Adaptive capacity also plays a role in shaping both the clustered and the most vulnerable villages in the river basin. The residents for both the clustered and the most vulnerable villages perceive significantly higher levels of climatic hazard risks, although they have significantly lower levels of medical, fire and police services compared to the remaining villages. Moreover, the clustered villages have relatively lower ability of access to resources (p < 0.1), while the most vulnerable villages appraise lower levels of ability to successfully adapt to hazards. Thus, the lower levels of emergency infrastructure provision, adaptation appraisal and access to resources would decrease coping capacity to hazards, and thus worsen vulnerability.

Several studies have suggested that mainstreaming adaptation to vulnerability reduction appears to be most effective if undertaken in combination with institutional and coping capacity improvement in policy-making processes (Smit and Wandel 2006; Berman et al. 2012). Based on our findings, adaptive strategies should improve emergency infrastructure, risk communication, and community support linkages to external governance institutions in the clustered and the most vulnerable villages to reduce vulnerability (Hung 2009).

5 Conclusions

The experience from resent typhoons and floods suggests that flood risk management should adopt river basins as the management unit, and should seek to integrate locally social, biophysical contexts, and various stakeholders’ knowledge into the process of risk management. A better understanding of vulnerability distribution and which factors lead to higher vulnerability can provide guidance for decision-making in preparing and dealing with the impacts of climate change.
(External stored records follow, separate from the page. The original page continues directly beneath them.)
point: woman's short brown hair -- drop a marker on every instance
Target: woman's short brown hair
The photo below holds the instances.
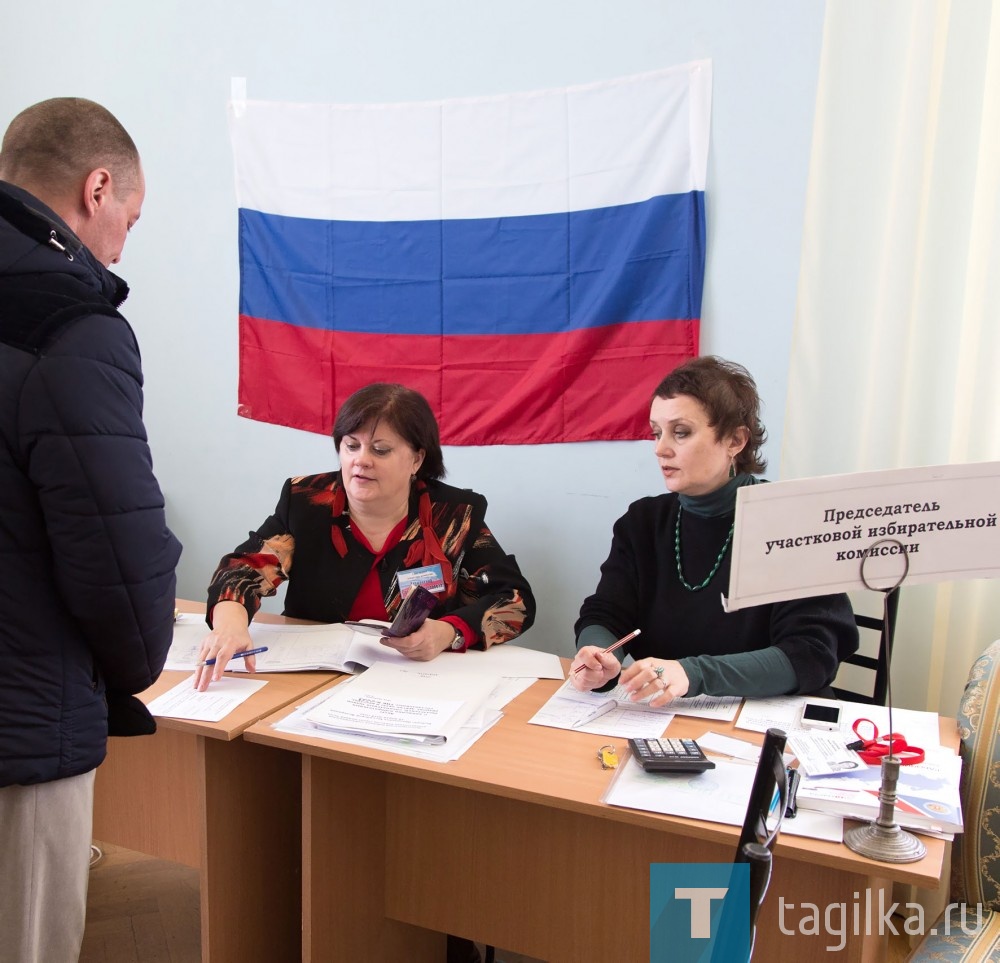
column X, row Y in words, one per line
column 728, row 393
column 405, row 411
This article provides a novel approach to assess the vulnerability to climatic hazards at the river basin level. Our methods construct an indicator framework to capture the diverse and often incommensurate natural of vulnerability attributes, the differential importance and the interdependence between and within these attributes. We used focus group meetings and interviews to incorporate the participation and knowledge of experts and community members into the process of vulnerability assessments. An integrated vulnerability index was integrated with a PGIS to generate a vulnerability map that is easily understood and can be helpful in communicating local knowledge to the stakeholders of climatic risk management. Additionally, we combined spatial statistics and multivariate analysis to disclose the geographical distribution and ‘hot spots’ of vulnerable areas to river basin managers, and to explain why these areas are particularly vulnerable.

In the Tachia River case, given the fact that particularly vulnerable areas are clustered in the river basin, a targeted strategy of policymaking may be more necessary for the integrated RBM. Polices to reduce climatic hazard risks or vulnerabilities should first focus on the areas that are the most vulnerable and spatially clustered. In this regard, the priority of areas for vulnerability reduction will focus on the upstream, midstream and some hot spots among the downstream reaches. Land-use planning policies (such as regulation, relocation, and building codes) in combination of adaptation policies (such as emergency plan, infrastructure improvement) as well as natural resource protection could help reduce vulnerability of these areas.

While this study proposes initial insights into the spatial patterns of vulnerability to climatic hazards, additional research is needed to more fully consider the interaction between climatic hazards and vulnerability, for example a systematically examining the impacts of climatic extremes and sea-level changes on various vulnerability components and their interactions. Our assumptions of different types of value functions to reflect the relationship between indicators and vulnerability concept are probably arbitrary, but they do provide a basis for future work on how overall vulnerability is affected by each individual factor. This work can be valuable not only for indentifying the linkage between vulnerability and its components, but also for quantifying vulnerability. More in-depth empirical and field research should be conducted across various river basins to compile a more complete understanding of the thresholds beyond which a river environment is vulnerable.